The General consistently quotes lower for DUI-related suspensions, refusal suspensions under Idaho's Administrative License Suspension law (§ 18-8002A), and reckless driving convictions. Because The General does not isolate DUI into its own higher-cost segment, DUI filers often see premiums $60 to $100/month lower at The General than at Dairyland for the same coverage. If your suspension is DUI-related and you need SR-22 for three years, that spread compounds to $2,160 to $3,600 in total savings over the filing period.
Both carriers adjust rates based on your age, county, vehicle type, and coverage history. A 22-year-old driver in Ada County with a DUI suspension will pay more than a 45-year-old driver in Bonneville County with the same violation, at either carrier. The underwriting difference described here applies within your demographic and geographic rating cell — Dairyland may quote you $150/month while The General quotes $210/month, or vice versa, but the relative positioning by violation type holds.

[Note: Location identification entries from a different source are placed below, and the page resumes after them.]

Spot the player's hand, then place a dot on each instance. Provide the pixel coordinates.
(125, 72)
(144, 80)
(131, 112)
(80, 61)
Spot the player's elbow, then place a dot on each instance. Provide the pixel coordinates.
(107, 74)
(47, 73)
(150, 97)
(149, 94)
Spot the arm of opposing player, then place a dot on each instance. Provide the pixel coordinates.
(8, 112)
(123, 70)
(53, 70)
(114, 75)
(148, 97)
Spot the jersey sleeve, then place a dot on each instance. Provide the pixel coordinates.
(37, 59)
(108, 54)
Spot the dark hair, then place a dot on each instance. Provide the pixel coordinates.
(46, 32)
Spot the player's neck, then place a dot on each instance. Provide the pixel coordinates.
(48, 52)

Idaho License Reinstatement Fee
$25
Idaho charges a $25 base reinstatement fee to restore your license after suspension, separate from any SR-22 filing fees or insurance premiums. DUI suspensions carry higher reinstatement fees set by Idaho Code § 49-326; verify the exact DUI fee with Idaho Transportation Department before submitting payment.
Idaho Transportation Department Driver Services
Non-Owner SR-22 at Both Carriers
If you do not own a vehicle but Idaho requires you to maintain SR-22 filing to reinstate your license or satisfy a court order, non-owner SR-22 is the correct product. Both Dairyland and The General write non-owner policies in Idaho. Non-owner coverage provides liability insurance when you drive a vehicle you do not own — a friend's car, a rental, a family member's vehicle. It does not cover a car titled in your name. If you own a car, you need a standard auto policy with SR-22, not a non-owner policy.

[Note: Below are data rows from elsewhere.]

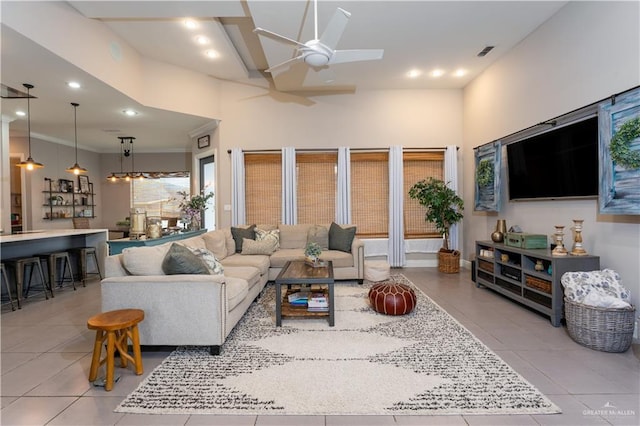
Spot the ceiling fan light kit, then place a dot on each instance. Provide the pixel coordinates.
(319, 53)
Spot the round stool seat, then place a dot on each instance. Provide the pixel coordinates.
(376, 270)
(392, 298)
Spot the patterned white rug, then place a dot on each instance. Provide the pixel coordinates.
(424, 363)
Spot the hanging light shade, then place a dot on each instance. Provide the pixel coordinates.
(30, 163)
(76, 169)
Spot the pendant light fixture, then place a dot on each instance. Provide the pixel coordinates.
(76, 169)
(29, 164)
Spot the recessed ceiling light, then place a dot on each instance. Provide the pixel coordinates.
(212, 54)
(190, 24)
(202, 40)
(459, 72)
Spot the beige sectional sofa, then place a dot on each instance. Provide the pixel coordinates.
(202, 309)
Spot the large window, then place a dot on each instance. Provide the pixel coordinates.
(263, 188)
(416, 167)
(316, 185)
(370, 193)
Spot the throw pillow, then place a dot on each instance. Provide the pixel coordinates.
(240, 233)
(272, 235)
(210, 260)
(265, 247)
(180, 260)
(319, 235)
(341, 238)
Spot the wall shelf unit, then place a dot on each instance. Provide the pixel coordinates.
(529, 276)
(65, 203)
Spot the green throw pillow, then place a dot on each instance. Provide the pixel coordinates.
(240, 233)
(180, 260)
(341, 238)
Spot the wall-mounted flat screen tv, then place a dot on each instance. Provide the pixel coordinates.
(561, 163)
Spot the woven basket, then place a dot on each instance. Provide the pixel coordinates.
(602, 329)
(449, 261)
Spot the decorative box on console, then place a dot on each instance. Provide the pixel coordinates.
(527, 241)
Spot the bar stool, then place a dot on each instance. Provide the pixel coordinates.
(6, 281)
(117, 328)
(52, 264)
(20, 267)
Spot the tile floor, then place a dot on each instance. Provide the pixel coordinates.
(46, 353)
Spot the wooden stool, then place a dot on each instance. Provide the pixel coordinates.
(117, 328)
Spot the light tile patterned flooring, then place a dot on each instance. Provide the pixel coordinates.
(46, 353)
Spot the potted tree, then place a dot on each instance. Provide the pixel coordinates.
(444, 208)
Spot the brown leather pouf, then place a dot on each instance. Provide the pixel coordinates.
(392, 298)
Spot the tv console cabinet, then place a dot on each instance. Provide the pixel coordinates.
(529, 276)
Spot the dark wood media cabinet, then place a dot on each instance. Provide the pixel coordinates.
(511, 271)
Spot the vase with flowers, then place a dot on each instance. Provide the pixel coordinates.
(192, 207)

Non-owner SR-22 premiums are significantly lower than standard auto premiums because the carrier assumes you drive infrequently. Typical non-owner SR-22 quotes range from $40 to $90/month depending on your violation, age, and county. Dairyland and The General both offer this product; the same underwriting segmentation applies. If your suspension is DUI-related, The General often quotes lower on non-owner SR-22. If your suspension is points or uninsured-related, Dairyland often wins.
Compare Both Carriers Before You Bind
Run quotes at both Dairyland and The General with identical coverage selections and your actual suspension trigger. The carrier whose underwriting model treats your violation more favorably will quote 20% to 40% lower than the other. Both carriers allow online quoting without requiring a broker, and both file SR-22 electronically with Idaho Transportation Department once you bind coverage. The filing appears in ITD's system within one to five business days; verify receipt by calling ITD Driver Services or checking your online license status.

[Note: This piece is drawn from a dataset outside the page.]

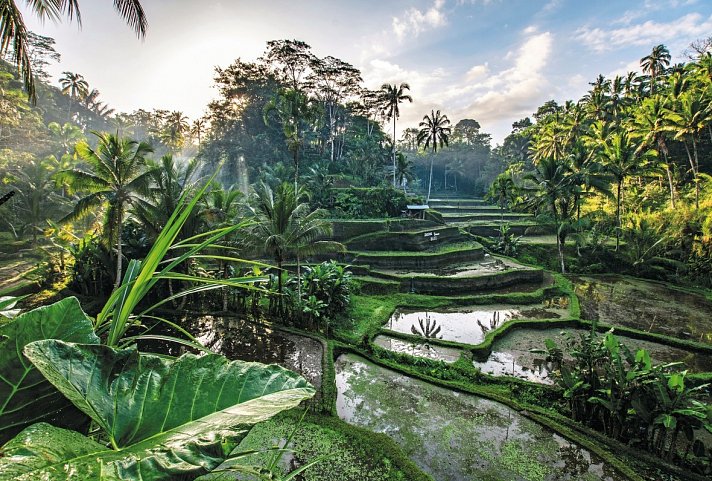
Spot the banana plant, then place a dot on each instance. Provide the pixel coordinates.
(161, 419)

If you need coverage immediately to satisfy a court deadline or reinstatement window, both carriers can bind coverage the same day you complete the application and submit payment. Your SR-22 filing obligation begins the day your policy becomes effective, not the day the carrier files the certificate with ITD. Do not let your effective date lapse — if coverage gaps for even one day during your three-year SR-22 period, Idaho suspends your license again and restarts the filing clock. Compare carriers now, bind the lower quote, and maintain continuous coverage for the full three years.